Amatriciana: the origins
The Amatriciana, or like romans say “matriciana”, have always been one of the main course on the tables of restaurants, taverns and trattoria for centuries.
There are many stories and legends about the origins of this ancient dish like many are the variations of the preparation of it.
The first documents about amatriciana go way back to the end of 1700s and it is known to be derivative from gricia, a pasta with only pecorino and guanciale. A simple but very flavorful dish that sheperds used to make with ingredients that they produced.
Following the most historical version, it was the people of Amatrice who, inspired by the gricia or griscia hailing from the same territories (specifically the little fraction Grisciano of Accumoli), added the tomato sauce to the recipe.
Amatrice and Accumoli, two amazing historical little towns, recently known for the terrible earthquake that devastated their territories and their people.

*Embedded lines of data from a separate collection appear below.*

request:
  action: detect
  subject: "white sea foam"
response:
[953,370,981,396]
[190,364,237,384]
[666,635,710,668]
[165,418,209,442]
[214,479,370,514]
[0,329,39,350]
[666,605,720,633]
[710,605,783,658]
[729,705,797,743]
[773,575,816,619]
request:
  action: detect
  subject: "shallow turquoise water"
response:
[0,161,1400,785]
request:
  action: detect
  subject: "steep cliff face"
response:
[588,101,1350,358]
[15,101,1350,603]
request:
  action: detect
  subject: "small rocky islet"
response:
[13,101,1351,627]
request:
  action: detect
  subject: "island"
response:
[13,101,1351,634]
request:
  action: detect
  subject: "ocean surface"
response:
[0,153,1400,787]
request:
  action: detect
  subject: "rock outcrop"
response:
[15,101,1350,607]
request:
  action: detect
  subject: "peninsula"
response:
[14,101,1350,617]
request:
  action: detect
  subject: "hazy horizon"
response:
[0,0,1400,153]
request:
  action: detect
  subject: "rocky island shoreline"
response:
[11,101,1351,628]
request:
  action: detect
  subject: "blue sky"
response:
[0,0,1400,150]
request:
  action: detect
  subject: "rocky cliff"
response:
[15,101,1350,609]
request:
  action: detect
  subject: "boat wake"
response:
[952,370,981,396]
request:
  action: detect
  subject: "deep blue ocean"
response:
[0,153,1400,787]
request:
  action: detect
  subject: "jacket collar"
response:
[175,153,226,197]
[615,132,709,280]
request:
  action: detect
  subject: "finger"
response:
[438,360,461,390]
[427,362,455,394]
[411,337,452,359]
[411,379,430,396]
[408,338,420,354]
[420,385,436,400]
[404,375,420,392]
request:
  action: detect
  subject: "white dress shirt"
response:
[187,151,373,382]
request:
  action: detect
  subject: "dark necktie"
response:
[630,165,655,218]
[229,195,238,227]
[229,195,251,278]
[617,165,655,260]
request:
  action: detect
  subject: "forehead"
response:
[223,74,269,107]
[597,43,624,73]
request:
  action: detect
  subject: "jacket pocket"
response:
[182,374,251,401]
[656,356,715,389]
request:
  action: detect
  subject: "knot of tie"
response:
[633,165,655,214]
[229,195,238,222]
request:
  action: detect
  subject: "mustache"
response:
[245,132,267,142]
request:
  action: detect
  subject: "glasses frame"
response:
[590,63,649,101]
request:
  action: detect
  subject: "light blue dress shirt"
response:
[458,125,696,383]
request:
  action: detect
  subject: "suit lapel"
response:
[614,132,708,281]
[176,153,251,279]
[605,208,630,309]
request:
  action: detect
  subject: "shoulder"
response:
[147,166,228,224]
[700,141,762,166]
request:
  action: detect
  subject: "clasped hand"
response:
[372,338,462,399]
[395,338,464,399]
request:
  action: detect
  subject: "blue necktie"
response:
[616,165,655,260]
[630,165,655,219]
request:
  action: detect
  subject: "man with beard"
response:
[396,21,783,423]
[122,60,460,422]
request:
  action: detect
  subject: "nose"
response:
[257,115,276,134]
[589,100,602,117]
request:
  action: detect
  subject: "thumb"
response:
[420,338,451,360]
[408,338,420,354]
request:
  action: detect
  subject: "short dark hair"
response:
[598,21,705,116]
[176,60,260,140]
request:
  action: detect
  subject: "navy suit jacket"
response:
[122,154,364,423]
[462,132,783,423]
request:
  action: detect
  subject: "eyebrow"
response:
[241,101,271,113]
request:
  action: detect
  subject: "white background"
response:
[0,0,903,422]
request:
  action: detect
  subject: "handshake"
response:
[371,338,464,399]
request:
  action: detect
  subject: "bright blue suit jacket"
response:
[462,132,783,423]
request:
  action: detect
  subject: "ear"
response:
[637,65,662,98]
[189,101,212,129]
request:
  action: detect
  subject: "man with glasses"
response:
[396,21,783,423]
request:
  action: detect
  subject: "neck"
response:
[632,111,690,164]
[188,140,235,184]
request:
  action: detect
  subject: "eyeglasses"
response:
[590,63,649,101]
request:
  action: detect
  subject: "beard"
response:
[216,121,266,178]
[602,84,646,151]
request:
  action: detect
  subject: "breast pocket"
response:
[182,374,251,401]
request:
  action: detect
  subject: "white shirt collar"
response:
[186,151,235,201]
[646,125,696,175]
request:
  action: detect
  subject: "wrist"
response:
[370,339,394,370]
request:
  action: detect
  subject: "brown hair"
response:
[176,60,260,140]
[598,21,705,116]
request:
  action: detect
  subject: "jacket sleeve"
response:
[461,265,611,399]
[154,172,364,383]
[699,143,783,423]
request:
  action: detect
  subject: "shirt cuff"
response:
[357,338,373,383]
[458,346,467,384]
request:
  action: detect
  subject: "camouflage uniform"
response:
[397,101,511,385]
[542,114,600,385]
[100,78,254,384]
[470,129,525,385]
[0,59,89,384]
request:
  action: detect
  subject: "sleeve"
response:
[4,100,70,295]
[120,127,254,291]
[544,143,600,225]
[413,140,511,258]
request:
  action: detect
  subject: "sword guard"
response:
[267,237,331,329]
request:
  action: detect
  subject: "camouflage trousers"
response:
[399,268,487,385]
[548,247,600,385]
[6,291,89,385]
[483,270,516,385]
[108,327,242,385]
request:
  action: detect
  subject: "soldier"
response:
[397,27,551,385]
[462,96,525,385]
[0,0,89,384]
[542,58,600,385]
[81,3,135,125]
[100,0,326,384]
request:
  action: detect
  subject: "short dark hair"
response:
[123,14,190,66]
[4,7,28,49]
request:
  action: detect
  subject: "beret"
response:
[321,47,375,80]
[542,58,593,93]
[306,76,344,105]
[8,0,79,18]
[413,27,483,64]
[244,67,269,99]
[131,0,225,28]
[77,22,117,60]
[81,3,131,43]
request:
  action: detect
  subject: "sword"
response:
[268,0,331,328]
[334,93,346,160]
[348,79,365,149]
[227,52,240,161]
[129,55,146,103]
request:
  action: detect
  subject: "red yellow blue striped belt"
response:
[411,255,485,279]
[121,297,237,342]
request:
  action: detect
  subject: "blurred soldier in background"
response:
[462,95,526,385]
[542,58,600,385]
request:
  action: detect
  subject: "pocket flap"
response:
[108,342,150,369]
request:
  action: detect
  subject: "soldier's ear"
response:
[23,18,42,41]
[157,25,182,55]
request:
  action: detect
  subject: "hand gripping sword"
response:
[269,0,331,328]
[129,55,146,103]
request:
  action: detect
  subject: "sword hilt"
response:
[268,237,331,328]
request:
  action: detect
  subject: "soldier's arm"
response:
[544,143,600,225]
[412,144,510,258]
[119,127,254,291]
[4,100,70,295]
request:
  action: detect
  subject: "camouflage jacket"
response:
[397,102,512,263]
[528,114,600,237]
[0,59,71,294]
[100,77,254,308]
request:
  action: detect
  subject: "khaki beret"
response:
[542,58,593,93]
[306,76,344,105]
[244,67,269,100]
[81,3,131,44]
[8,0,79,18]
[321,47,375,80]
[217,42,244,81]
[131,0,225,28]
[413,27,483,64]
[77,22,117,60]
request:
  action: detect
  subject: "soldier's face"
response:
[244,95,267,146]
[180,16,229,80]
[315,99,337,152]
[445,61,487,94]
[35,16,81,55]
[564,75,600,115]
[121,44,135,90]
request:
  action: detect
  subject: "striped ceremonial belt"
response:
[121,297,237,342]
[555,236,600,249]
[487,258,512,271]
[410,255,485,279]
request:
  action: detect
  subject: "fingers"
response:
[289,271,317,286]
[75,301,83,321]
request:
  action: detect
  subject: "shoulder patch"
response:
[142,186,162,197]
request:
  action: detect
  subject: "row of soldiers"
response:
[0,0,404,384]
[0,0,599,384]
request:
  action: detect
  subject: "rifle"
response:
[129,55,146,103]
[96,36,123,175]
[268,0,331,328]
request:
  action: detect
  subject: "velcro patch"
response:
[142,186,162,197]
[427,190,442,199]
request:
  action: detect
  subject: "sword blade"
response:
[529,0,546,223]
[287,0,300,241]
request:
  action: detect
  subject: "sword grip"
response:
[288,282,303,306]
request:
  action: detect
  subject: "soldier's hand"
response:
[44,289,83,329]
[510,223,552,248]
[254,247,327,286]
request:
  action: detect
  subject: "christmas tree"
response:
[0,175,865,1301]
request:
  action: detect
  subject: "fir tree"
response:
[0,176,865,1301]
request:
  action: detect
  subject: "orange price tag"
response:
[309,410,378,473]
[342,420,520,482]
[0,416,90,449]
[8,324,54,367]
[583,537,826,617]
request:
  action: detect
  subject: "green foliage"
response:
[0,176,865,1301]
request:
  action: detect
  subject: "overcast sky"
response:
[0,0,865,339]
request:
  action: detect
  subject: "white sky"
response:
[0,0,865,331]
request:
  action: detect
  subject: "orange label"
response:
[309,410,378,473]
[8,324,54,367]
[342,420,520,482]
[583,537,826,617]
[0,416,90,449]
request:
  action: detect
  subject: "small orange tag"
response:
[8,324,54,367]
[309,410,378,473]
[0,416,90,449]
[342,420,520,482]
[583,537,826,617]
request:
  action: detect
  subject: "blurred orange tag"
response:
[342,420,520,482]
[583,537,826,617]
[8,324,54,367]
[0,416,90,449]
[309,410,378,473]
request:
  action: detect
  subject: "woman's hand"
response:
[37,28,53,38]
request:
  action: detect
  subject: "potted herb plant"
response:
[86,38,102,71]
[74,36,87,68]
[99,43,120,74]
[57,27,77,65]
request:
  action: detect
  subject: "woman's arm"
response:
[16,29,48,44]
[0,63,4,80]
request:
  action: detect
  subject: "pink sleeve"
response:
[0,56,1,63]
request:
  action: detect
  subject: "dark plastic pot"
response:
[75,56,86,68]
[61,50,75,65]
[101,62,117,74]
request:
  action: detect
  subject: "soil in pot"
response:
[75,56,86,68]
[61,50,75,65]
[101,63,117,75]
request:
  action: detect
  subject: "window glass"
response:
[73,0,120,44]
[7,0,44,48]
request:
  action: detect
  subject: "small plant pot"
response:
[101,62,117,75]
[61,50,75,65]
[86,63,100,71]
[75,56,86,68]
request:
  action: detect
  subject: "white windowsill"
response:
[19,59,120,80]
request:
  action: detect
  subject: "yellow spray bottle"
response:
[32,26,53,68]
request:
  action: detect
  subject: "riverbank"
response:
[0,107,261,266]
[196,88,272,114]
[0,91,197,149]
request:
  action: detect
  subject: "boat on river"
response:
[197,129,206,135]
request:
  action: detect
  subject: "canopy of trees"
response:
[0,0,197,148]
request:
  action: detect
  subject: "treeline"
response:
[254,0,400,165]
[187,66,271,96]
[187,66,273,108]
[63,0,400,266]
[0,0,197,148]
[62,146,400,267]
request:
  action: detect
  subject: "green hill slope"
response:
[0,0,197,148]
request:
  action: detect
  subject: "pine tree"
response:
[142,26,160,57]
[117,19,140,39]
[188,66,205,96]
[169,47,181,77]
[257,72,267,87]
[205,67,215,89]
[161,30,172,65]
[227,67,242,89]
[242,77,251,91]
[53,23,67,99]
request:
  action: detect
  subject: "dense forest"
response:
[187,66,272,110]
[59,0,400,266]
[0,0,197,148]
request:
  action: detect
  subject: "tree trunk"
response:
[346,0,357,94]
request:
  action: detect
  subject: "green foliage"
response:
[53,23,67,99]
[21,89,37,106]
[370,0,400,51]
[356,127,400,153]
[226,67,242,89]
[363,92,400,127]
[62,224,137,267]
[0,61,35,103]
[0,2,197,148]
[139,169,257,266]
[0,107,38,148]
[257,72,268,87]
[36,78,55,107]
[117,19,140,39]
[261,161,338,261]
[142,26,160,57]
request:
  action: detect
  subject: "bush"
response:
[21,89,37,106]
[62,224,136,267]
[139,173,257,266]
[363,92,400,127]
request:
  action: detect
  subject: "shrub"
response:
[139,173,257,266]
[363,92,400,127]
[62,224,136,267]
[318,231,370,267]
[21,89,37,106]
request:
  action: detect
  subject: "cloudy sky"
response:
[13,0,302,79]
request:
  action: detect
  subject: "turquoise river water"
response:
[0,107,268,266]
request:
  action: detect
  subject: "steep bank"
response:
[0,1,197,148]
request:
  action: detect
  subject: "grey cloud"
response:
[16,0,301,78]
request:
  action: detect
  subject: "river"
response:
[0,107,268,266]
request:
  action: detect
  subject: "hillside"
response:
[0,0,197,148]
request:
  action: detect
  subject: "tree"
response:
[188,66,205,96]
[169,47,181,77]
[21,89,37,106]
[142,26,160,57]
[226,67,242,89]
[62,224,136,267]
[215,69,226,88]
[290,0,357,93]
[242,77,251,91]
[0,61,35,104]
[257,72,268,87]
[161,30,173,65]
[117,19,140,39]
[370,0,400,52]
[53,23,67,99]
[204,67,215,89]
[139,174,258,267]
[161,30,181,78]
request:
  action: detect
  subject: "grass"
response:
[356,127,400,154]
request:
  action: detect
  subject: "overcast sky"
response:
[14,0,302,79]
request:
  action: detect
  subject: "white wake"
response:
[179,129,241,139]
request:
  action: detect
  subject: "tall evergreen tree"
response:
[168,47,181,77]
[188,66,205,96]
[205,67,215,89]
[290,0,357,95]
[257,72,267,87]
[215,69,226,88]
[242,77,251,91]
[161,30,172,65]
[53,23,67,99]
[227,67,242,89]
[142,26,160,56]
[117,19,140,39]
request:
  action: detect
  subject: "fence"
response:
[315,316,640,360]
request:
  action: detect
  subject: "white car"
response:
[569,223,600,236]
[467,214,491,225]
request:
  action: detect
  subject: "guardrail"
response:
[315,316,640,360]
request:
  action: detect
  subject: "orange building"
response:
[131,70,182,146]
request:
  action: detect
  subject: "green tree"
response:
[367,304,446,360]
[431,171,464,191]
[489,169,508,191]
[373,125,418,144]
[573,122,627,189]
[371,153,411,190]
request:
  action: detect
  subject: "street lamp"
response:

Matriciana spaghetti in Rome: the legend continues
The roman legends narrate that the word “matriciana” takes its origin from the word “madre” (mother), the same word that originates “matrice” (mould). Another legend narrates that it may takes its origin from the vases “matara”. It is also believed that it could take its origin from the word “matriarcato” (matriarchy). Anyway one thing is for sure: the intuition of adding the tomato sauce is roman!
Whichever are the origins, one thing is sure: matriciana is one of the bases of the roman kitchen tradition.
There are many references to the name of the ancient streets of the Capital: during the ‘800s there was an alley called “de’ Matrician” (known as Vicolo degli Amatriciani after 1870) where numerous merchants used to sell bread and cold cuts taking breaks near a little tavern called L’Amatriciano. The gastronomic history of amatriciana is very tied to the folklore of cantors, poets and famous romans like Aldo Fabrizi who dedicated to it a poetry-recipe.
Amatriciana Spaghetti in Trastevere: Rione 13 recipe
At Rione 13 , restaurant in Rome Trastevere, we serve the amatriciana as the tradition recalls. The recipe is simple and consists of a few ingredients such as guanciale, pecorino cheese and tomato sauce.
Starting from the main character of the recipe: guanciale.
In our kitchen you’ll only find the real guanciale of Amatrice, a true gastronomic excellency that Rione 13 likes to preserve adding value to it.
As the original recipe wants, the tomato sauce has too cook for about 2 hours in an iron pan that contributes to preserve its flavour; pecorino cheese has to be abundant and then…a little artist touch of our great Chef makes the spaghetti amatriciana of Rione 13 tasty and unforgettable.